Let $n\in \mathbb{N}$, and $p \in \mathbb{Z}[x]$ be a non-zero polynomial of degree $\le n$. Then, note that:
$$\int_0^1\frac{p(x)}{1+x^2}dx=\frac{A}{n!} + \frac{B\ln(2)}{2}+\frac{C\pi}{4}$$
for some integers $A,B,C \in \mathbb{Z}$. Suppose that $p \ge 0 $ on $[0,1]$. Then:
$$\frac{A}{n!} + \frac{B\ln(2)}{2}+\frac{C\pi}{4} \ge 0$$
It is not difficult to find a necessary and sufficient condition on the coefficients of $p$ for $A,C \neq 0, B=0$. Then, we could rearrange to find a rational inequality for $\pi$, which could be made arbitrarily close if $n$ was allowed to vary. This raises a natural question -- ignoring the constraints on $A,B,C$ for now, which polynomial gives the best bound for fixed $n$?
Question: For $p \in \mathbb{Z}[x]$ with $p \ge 0$ on $[0,1]$ and $\deg p \le n$, is there a polynomial which minimises $\int_0^1\frac{p(x)}{1+x^2}dx$? If so, is it possible to describe a finite set in which this polynomial must lie (in terms of bounds on coefficients)?

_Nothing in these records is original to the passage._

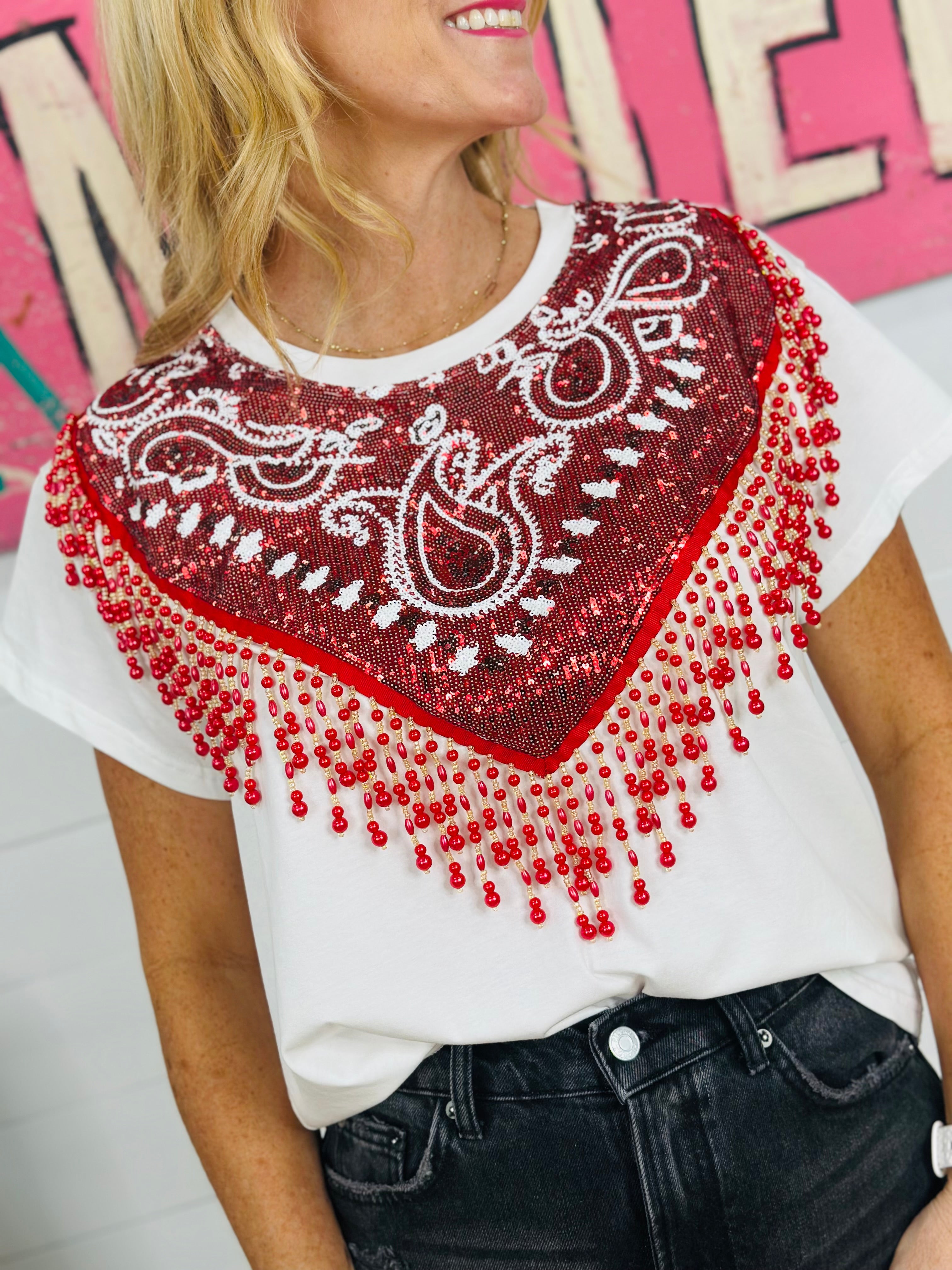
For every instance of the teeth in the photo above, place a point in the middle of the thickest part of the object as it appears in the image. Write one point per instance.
(478, 20)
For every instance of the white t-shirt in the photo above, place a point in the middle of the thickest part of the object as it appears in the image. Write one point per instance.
(367, 971)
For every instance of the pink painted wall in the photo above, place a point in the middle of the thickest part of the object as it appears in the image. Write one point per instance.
(837, 93)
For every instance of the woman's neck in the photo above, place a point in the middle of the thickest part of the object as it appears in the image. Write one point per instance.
(456, 273)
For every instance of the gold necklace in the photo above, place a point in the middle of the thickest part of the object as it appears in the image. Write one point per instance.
(464, 313)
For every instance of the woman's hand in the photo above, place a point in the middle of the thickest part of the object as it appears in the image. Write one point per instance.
(887, 666)
(927, 1245)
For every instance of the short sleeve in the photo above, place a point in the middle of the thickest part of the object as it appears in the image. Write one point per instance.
(895, 431)
(59, 658)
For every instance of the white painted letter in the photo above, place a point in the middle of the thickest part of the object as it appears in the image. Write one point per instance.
(61, 133)
(927, 26)
(594, 98)
(737, 37)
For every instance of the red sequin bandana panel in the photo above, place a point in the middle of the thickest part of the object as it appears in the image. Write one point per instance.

I have only proved the trivial lemma:
$$\int_0^1 p(x) dx > 0 \implies \int_0^1 p(x)dx \ge \frac{1}{n!}$$
Intuitively, it is clear that the coefficients of $p$ cannot be too large, but I have found it difficult to make progress on this question because it is hard to consider both the minimisation w.r.t. $\frac{1}{1+x^2}$ and $p \ge 0$ on $[0,1]$ at the same time. I am also not sure if the result holds in general; if $\frac{1}{1+x^2}$ was replaced with an arbitrary weight function $w:[0,1] \to \mathbb{R}$, $w > 0$.
Let me know if a different choice of tags would be more appropriate.